I'm just going to quote Stephen Bond's pointing out that the premise of the book is implausible and how the "Book People" come across as shallow idiots who learn books by rote instead of engaging with the text, and wonder if anybody else thought anything similar.
Well, as nothing in the book defies the laws of physics (other than implying some people have super-memory, and the transforming helicopters/cars and fireproof-houses are just the typical predicted advances in technology in stories set in the future, and pretty tame, at that), nothing about the premise is "impossible." Learning books by rote is not stated to be a substitute for "engaging with the text" but the only way to hang onto your books when the government burns all physical copies (before anyone invokes Tech Marches On, using e-books would be even more foolish, since they require electrical power that is scarce when you're on the run from society, and accessing them can be easily tracked); reciting is used as the only available substitute (under the circumstances) for reading, and memorizing as a weapon to protect valuable texts from the fire so people can continue to engage with them just as people once did in the days of the Oral Tradition. Is it tragic that people have to resort to this method to read? Yes. But what's the alternative? And what's shallow about bookworm rebel survivalists? Bond's completely right that the film was poor — as usual. I find it ridiculous, however, that he got the impression that a society that hates books also cannot read. People read words all the time in the book! The tv programs come with scripts for audience participation! The Firemen get written reports of houses to burn! Bond should have read Faber's conversation with Montag; it's not the act of reading written strokes of ink or type that represent sounds and form words that is disappearing, it's the activity of reading, and any bookworm could have told him there's a difference. It's books the government destroys, not the written word.
Really, criticism is a luxury — that's why most people read novels that are meant to be fun and not something they can wrestle with or dissect the symbolism of. You need time to think and time to read more books in order to engage in criticism. So the Book People are taking a literal approach to "preserving" books, but it's something that they love, and hopefully one day they'll transmit the texts back into writing and have the luxury of criticism one again. Also, the Book People are pretty pretentious — ninety percent of their texts are the kinds of books you say that you've read so that you can impress others. At least the film changed up their group (and literature) from being all staid old white men.

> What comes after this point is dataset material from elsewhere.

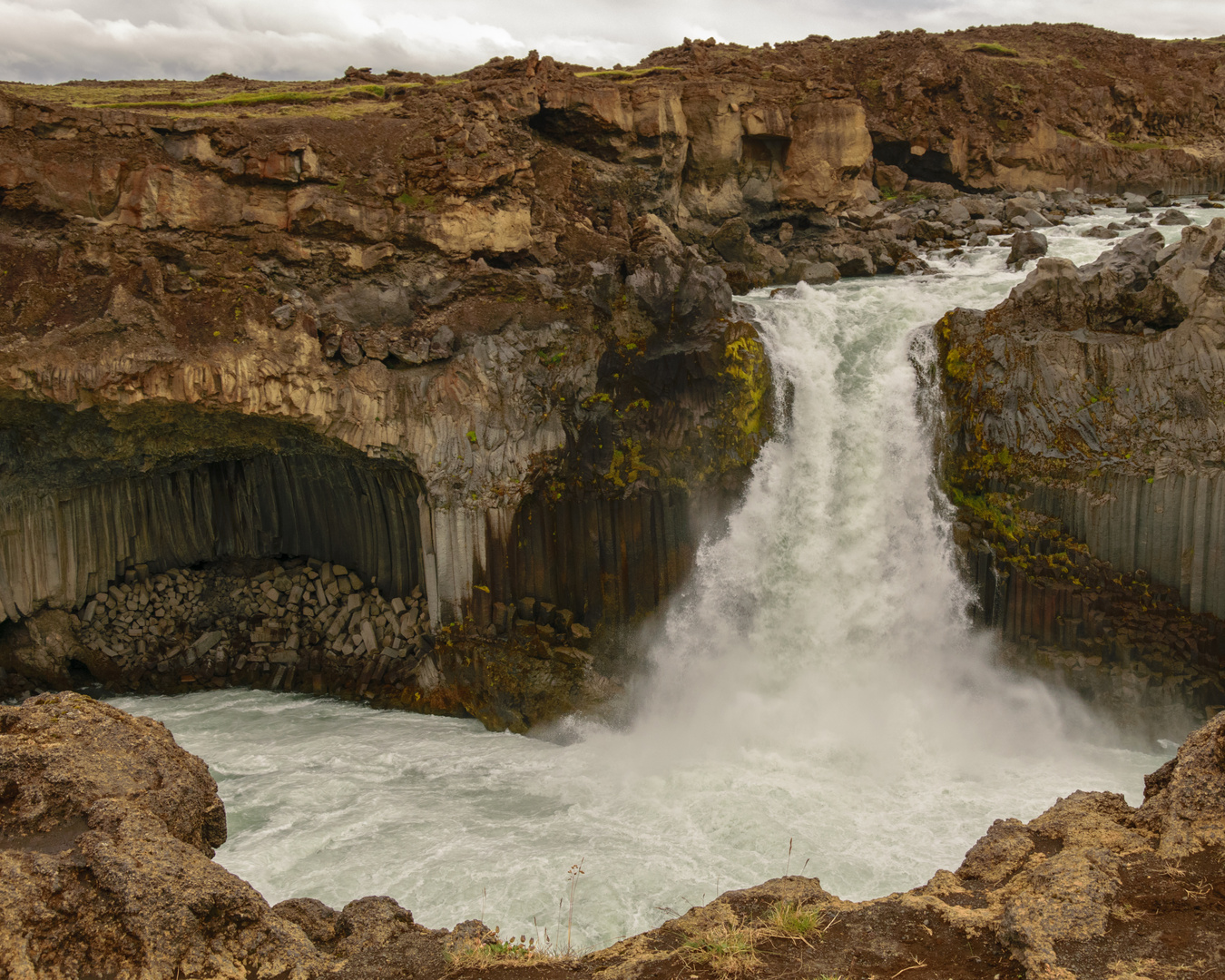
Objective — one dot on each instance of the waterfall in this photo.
(815, 686)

Books also provide a way of preserving the voices and ideas of people from the past. Destroying books can be taken to mean that they are eradicating the memories of the people who have written and read them. These "pretentious" people may simply believe that these books, authors, and ideas are worth remembering, and they see themselves, with the best intentions, as the last safeguards to keep the ideas of the books and the writers from disappearing entirely from the world. If they have been able to pass on their book to even one person, then they would have kept the book in human memory for at least a little longer.